[jira] [Commented] (OAK-8977) RDBBlobStore performance improvement for SQL Server (MSSQL)

Solomon Rutzky (Jira) Mon, 30 Mar 2020 13:52:13 -0700


    [ 
https://issues.apache.org/jira/browse/OAK-8977?page=com.atlassian.jira.plugin.system.issuetabpanels:comment-tabpanel&focusedCommentId=17071272#comment-17071272
 ]


Solomon Rutzky commented on OAK-8977:
-------------------------------------

{quote}thanks for your research.
{quote}

You're welcome &#x1F63A;  .

{quote}If handling of PreparedStatements is indeed the problem, then it would 
probably better to fix that, instead of working around that introducing 
vendor-specific code).
{quote}

Well, I think your test results in OAK-8926 prove that this is, indeed, a 
vendor-specific issue. It is certainly understandable that folks who develop 
apps that support multiple DB platforms prefer to have a singular  interface as 
it cuts down on code complexity, but unfortunately that's just not how these 
things work. This question comes up every so often on Stack Overflow / 
DBA.StackExchange, and the reality is, even if you find ANSI-compliant SQL that 
works for all supported platforms, that ignores the fact that each platform is 
tuned slightly differently, and something that is fast in one can be slow in 
another, yet you fix the other and then you make the first one slow. I can't 
say that prepared statements across all platforms are inefficient, I am only 
speaking in terms of SQL Server. It might be true for others, or even all, or 
perhaps SQL Server is the only one that handles prepared statements this way. 
While I find the topic interesting, I absolutely do not have the time to 
undertake such research. What I can say is this:

* Your test results show that *H2(file)* and *Derby(embedded)* are quite fast, 
so clearly they don't have any issues with prepared statements
* I know from my research into SQL Server that it does _not_ handle prepared 
statements as efficiently as truly parameterized queries or stored procedures. 
Connection pooling doesn't change how this works because the mapping of 
statements to their IDs is really per _session_, not per connection (see below)
* As far as I can tell from my poking around the JDBC documentation, there is 
no other method offered for executing SQL statements, outside of callable 
statements, which are a variation of prepared statements.

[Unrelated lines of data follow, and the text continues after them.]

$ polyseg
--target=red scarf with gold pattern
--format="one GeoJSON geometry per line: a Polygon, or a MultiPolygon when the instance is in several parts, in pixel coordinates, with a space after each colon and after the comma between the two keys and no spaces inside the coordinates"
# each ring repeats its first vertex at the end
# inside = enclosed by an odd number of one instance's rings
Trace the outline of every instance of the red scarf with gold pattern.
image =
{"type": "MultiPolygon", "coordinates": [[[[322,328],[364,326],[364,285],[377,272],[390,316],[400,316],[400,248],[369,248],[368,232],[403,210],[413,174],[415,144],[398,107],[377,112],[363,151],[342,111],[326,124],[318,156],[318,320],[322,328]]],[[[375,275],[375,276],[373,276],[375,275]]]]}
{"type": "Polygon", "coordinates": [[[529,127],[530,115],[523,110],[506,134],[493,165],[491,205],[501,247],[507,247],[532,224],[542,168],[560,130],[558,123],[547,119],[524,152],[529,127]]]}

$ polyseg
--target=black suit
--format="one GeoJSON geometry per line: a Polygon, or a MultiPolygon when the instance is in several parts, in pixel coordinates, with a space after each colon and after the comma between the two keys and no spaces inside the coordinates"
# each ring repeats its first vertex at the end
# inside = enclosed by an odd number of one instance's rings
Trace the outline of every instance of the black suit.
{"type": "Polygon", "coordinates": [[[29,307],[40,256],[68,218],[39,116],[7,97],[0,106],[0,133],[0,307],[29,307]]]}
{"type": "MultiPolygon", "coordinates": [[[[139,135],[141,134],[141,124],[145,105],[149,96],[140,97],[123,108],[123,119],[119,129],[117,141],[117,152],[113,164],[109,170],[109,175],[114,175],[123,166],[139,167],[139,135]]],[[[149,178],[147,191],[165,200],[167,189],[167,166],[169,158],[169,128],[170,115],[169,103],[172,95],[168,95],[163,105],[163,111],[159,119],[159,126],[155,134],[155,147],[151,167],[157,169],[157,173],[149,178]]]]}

Hence, we don't want to detract from the other platforms currently operating 
quite efficiently, yet what works for those is not optimal for SQL Server, and 
there aren't a whole lot of options.

This, of course, does mean that the current *storeBlockInDatabase* method will 
need to be overridden with a SQL Server-specific implementation, but that would 
hopefully be worth the gain in performance. And hopefully that is something we 
can test / prove prior to making such changes.

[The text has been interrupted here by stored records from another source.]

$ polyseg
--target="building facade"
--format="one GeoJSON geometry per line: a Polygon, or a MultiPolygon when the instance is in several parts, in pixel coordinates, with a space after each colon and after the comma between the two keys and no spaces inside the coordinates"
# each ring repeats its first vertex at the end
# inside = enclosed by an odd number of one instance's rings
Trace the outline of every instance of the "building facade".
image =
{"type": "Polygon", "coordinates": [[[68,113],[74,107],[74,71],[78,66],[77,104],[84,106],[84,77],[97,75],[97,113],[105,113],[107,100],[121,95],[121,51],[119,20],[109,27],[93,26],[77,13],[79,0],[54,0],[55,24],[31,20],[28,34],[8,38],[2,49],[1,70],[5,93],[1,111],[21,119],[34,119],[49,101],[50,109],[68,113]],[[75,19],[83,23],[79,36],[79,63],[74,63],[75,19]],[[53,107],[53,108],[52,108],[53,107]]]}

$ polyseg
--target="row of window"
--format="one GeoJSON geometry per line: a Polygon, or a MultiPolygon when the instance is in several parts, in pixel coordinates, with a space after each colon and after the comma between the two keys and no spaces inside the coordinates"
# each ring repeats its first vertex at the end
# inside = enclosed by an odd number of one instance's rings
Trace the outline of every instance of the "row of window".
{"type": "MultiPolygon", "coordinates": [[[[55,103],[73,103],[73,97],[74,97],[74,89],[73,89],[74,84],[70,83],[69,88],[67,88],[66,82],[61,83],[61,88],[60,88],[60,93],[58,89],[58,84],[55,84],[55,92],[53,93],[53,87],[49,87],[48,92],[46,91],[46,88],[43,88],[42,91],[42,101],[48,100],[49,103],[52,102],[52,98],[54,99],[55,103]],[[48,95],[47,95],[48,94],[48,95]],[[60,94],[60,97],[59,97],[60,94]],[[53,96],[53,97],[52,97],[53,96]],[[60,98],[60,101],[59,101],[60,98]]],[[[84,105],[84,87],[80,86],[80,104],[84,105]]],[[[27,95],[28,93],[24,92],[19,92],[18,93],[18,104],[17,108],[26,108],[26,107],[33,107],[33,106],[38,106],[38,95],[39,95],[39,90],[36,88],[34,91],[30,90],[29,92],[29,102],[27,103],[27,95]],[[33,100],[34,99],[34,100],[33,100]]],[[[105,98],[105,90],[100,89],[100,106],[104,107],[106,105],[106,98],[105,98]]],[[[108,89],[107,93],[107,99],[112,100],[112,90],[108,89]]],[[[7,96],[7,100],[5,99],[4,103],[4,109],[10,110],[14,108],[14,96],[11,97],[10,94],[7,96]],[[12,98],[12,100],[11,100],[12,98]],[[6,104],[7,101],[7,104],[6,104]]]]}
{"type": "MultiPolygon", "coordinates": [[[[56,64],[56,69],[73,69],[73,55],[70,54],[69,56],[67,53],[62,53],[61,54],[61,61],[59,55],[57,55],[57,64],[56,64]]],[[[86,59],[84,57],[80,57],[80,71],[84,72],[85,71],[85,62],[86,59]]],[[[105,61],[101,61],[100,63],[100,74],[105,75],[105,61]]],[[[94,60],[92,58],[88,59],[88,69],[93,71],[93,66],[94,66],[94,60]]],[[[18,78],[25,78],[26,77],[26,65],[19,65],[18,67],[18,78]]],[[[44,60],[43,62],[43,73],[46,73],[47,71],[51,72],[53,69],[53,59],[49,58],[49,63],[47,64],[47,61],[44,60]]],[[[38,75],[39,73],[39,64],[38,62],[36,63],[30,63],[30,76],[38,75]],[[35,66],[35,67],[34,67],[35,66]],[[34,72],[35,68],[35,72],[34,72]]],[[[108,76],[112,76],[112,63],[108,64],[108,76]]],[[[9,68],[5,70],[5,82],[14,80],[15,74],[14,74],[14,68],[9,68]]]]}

{quote}This benchmark is single-threaded, so it should be using the same 
connection. What connection pool/datasource implementation do the statements 
above apply to?{quote}

The connection is not the issue. When connection pooling is used, logging into 
an existing connection will implicitly execute the {{sp_reset_connection}} 
internal stored procedure that resets most of the session settings. The 
prepared statement map of cached queries is one of those things that is reset. 
The only way to get a performance benefit via prepared statements is to reuse 
the same statement multiple times in the same _session_ (i.e. _prior_ to 
calling {{connection.close()}} ), but that's not how this DB access pattern 
works, and the nature of these operations does not allow for changing that.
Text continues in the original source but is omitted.